Jn 10, 1-10
«Os aseguro que yo soy la puerta de las ovejas»
Jesús es la puerta de acceso al Padre: «Quien me ha visto a mí ha visto a mi Padre». En un mundo inaccesible a la divinidad, se abrió una puerta, y a través de ella hemos podido ver que Dios nos quiere como las Madres quieren a sus hijos; que se siembra como la semilla; que es Palabra constantemente derramada; que es Viento poderoso que nos empuja y nos alienta en nuestro caminar por la vida. Hemos podido ver que Dios no es el que nos juzga por nuestros pecados, sino nuestro aliado contra el mal; el que nos presta su luz para que no tropecemos y su fuerza para que nos liberemos de las cadenas doradas con que nos atan las pasiones.

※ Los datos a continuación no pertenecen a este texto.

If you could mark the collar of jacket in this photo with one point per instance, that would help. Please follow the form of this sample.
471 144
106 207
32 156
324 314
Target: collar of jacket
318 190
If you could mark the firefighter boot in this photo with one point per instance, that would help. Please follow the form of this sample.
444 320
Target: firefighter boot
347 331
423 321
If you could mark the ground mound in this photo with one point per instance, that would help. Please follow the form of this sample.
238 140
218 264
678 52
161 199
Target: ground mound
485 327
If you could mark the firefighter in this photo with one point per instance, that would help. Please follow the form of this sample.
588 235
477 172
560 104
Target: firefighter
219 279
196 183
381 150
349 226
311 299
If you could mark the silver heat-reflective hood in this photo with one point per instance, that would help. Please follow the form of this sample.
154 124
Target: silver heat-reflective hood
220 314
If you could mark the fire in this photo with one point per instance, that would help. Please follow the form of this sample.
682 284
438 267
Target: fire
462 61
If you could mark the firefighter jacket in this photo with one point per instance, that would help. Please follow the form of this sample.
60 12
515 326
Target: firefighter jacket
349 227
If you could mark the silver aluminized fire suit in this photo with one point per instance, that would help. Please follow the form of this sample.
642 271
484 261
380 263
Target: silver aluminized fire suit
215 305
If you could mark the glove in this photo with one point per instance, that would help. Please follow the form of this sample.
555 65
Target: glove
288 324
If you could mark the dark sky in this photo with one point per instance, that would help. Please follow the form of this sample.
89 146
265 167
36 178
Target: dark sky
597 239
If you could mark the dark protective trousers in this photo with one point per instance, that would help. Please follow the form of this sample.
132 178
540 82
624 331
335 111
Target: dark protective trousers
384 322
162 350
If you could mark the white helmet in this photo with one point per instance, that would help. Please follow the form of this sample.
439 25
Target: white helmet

Es también la puerta por la que podemos acceder al conocimiento de nosotros mismos. Gracias a ella hemos conocido que somos Hijos de ese Padre; que hemos sido invitados a ser dignos hijos suyos y a no conformarnos con menos. Y si somos hijos, también somos hermanos que se quieren, se ayudan y se perdonan. Dios no necesita nada de nosotros, pero tiene hijos que sí nos necesitan. Y así, a través de esa puerta hemos podido conocer el proyecto que Dios tiene para la humanidad y el sentido de nuestra vida.
En definitiva, Jesús es la puerta de acceso al Reino, pero saberlo no nos sirve de nada si no entramos. Porque las puertas son para entrar. Es muy característico de nuestra religiosidad quedarnos contentos y satisfechos con “saber”; creer que somos algo por estar bien informados. Pero no basta; Jesús nos invita a entrar en el Reino, y eso supone cambiar de criterios y valores, responder a esa invitación y ponerse el mono de trabajo para afrontar la misión que como cristianos tenemos encomendada.
Jesús es la puerta, pero desde muy antiguo los cristianos hemos estado tratando de abrir otras puertas de acceso a Dios. Entre ellas (que son muchas) cabe destacar la reflexión metafísica, que trata de conocer la esencia de Dios y del ser humano por medio de la razón. Y probablemente eso esté muy bien, pero se corre el riesgo de perderse en intelectualismos estériles que no nos ayudan a vivir ni a conocer el sentido de nuestra vida. Se corre el riego de desdeñar la Sabiduría de Dios ofrecida en Jesús a los seres humanos, y quedarse con nuestra propia sabiduría. Se corre el riesgo de olvidar a Abbá y perderse la buena Noticia.
En cualquier caso, el criterio para discernir si una puerta me abre a un camino que merece la pena recorrer, es siempre el fruto: «Por sus frutos les conoceréis» … «Ya hace tres años que vengo a buscar fruto en esta higuera, y no lo encuentro; córtala»…
Si elijo una puerta y veo que voy creciendo en perdón, en compasión y servicio, pues es que voy por buen camino… Si no, pues estoy «cansando la tierra».